第4章 おだやかな世界〈15〉
「あの~、おじいさま? 私には〈守護天使〉として『おだやかな世界』のバグ修復勤務があるのですが……」
「それはさっき、夢顕師マデューカへ代行してもらうことにしました」
こともなげにポンと手を打つヴホシャの言葉にミクリアがらしくない声をあげた。
「ええっ、いつの間に!?」
「それともなにかの? そなた以外でオリベどののバックアップにふさわしい夢顕師、法橋レベルの魔導師がおると思うか?」
「い、いえ。たしかに全員、夢顕師としては超一流ですが、実戦経験のない彼女たちをいきなりドラゴン狩りへ参加させるには、いささか心もとないかと……」
「じゃろう? だからそなたが適任なのじゃ。オリベどのも見知らぬだれかとパーティーを組むより顔見知りとの方が気楽であろう?」
「え? はあ、まあ」
オリベはシーグルスの問いにあいまいなこたえでお茶を濁した。
レベル68の法橋魔導師とは云え、顔見知りであろうがなかろうが、ドラゴン狩りの実戦経験皆無と云う温室育ちの魔導師に背中をあずけるのは不安でしかない。
「オリベどの。すまぬが今のパーティー登録を解除し、ミクリアとパーティー登録してほしい」
「……わかりました」
オリベはまだ『深紫の百足団』の一員だったが『名無しのパーティー』の仲間たちに一言も告げずパーティー登録を解除することに一瞬、躊躇した。
「あの……、おれはもう向こうの世界にもどれないんですか?」
おずおずと切りだしたオリベの意をくんでミクリアがこたえた。
「こっちの世界で眠りについている時なら自然にもどれるわ。
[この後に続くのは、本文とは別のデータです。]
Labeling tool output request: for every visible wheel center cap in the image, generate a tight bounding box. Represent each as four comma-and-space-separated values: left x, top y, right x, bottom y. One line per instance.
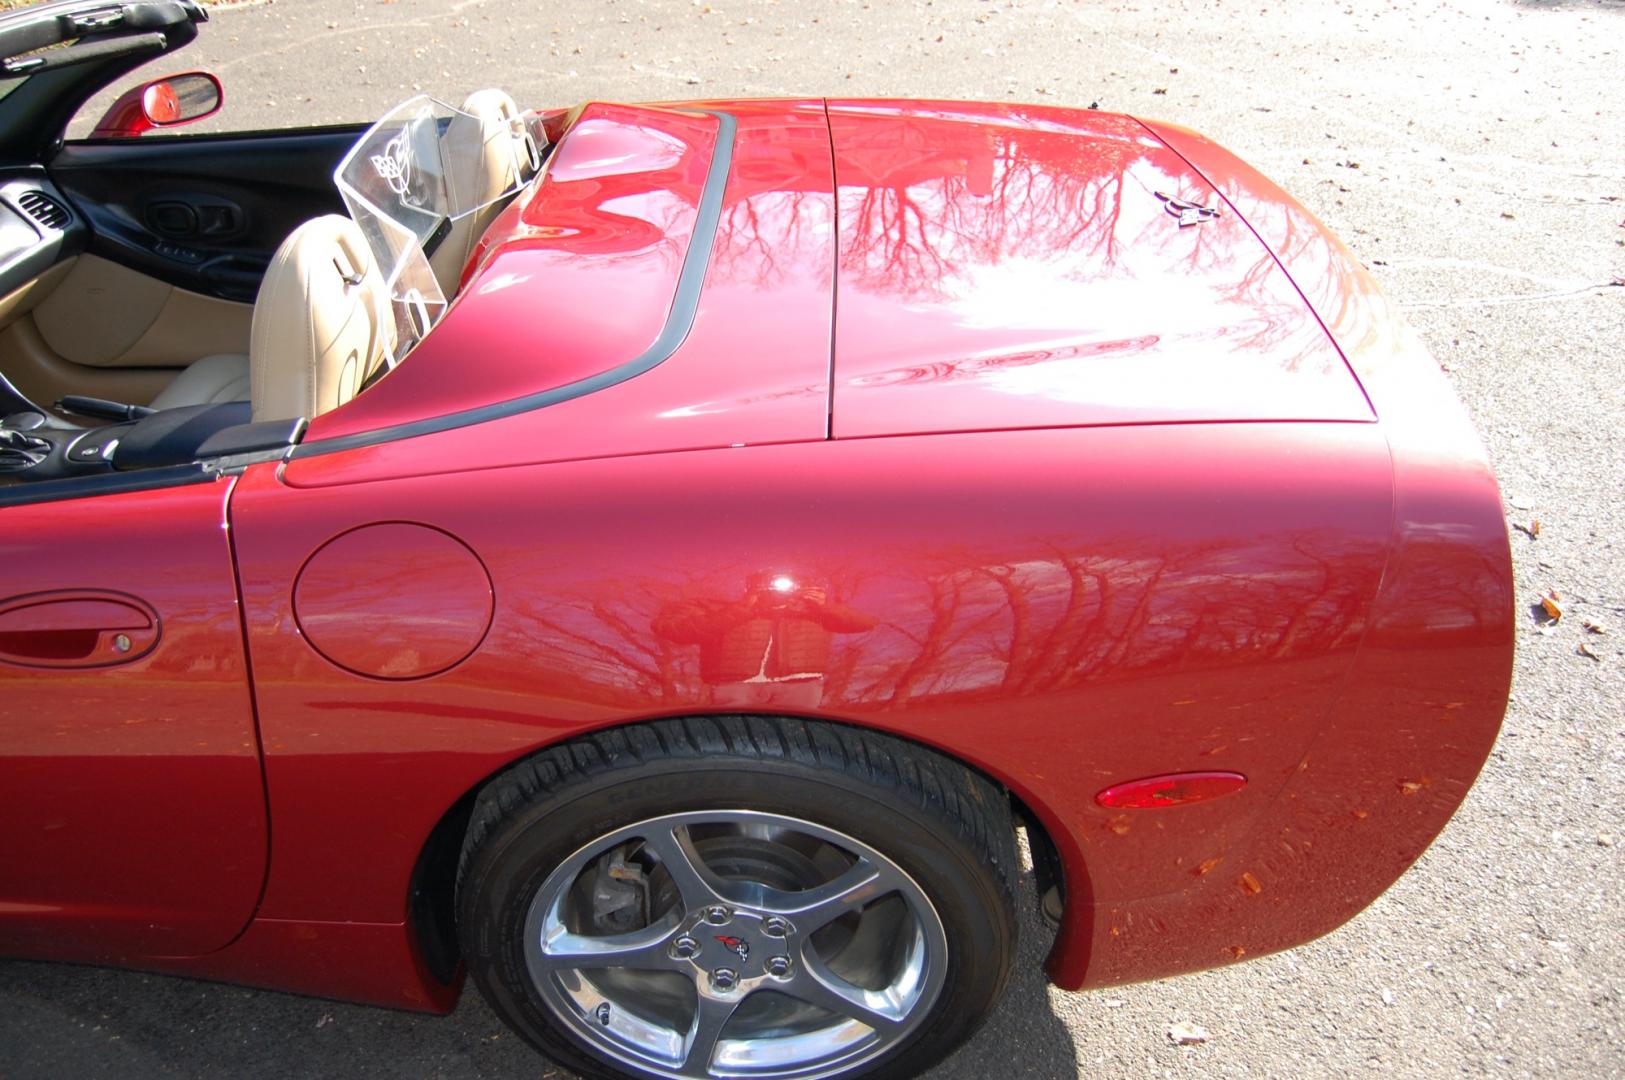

かれらにはゲームのバグで一時的にパーティー登録が解除されたとか、ログインできなくなったとか云いわけしておきましょう」
「わかった。ありがとうミクリア」
こうしてふたりは新たにパーティー登録した。
8
(……いや、もうマジ死ぬかと思った)
天空城塞都市パセムの広大な地下訓練場で初日の特訓をおえたオリベは、シーグルスたちの家の2階のすみにある客室をあてがわれた。
ベッドの足元にある空のクローゼットへ装備やブーツをほうりこむと、そのままベッドへ倒れこんだ。疲労困憊で全身がだるい。
オリベのいる客間は家の奥に位置するため窓こそないが、ベッドとクローゼットに小さな机と云う『おだやかな世界』の寮とあまりかわらぬレイアウトはオリベの心をふしぎとおちつかせた。
壁のくぼみにおかれたランプがほのかな光で冥い室内をぼんやりと照らしていた。
(本当に数日間で魔導剣鬼になれるのかな?)
特訓初日とは云え、なんの進捗もなかったオリベの胸中に不安と焦燥が去来した。
特訓は初日から苛烈をきわめた。
剣鬼がMPを用いるのは特殊攻撃(必殺技)を発動させる時だけである。オリベなら〈双剣旋風斬〉や〈双剣十字斬〉などの特殊攻撃をはなちながらMPをひきだすコツをつかむ必要がある。
そのため、本来は一撃必殺の大技を短時間で何度もくりださねばならないし、つねに限界の攻撃をひきだすべく、シーグルスの攻撃をかわすかたちで必殺技をはなつ実践的な特訓がおこなわれた。
すこしでも手をぬいたり油断すればシーグルスの攻撃にはじき飛ばされた。
魔装剣皇シーグルスの称号は過去の栄光でもお飾りでもなかったことをオリベは文字どおり痛感した。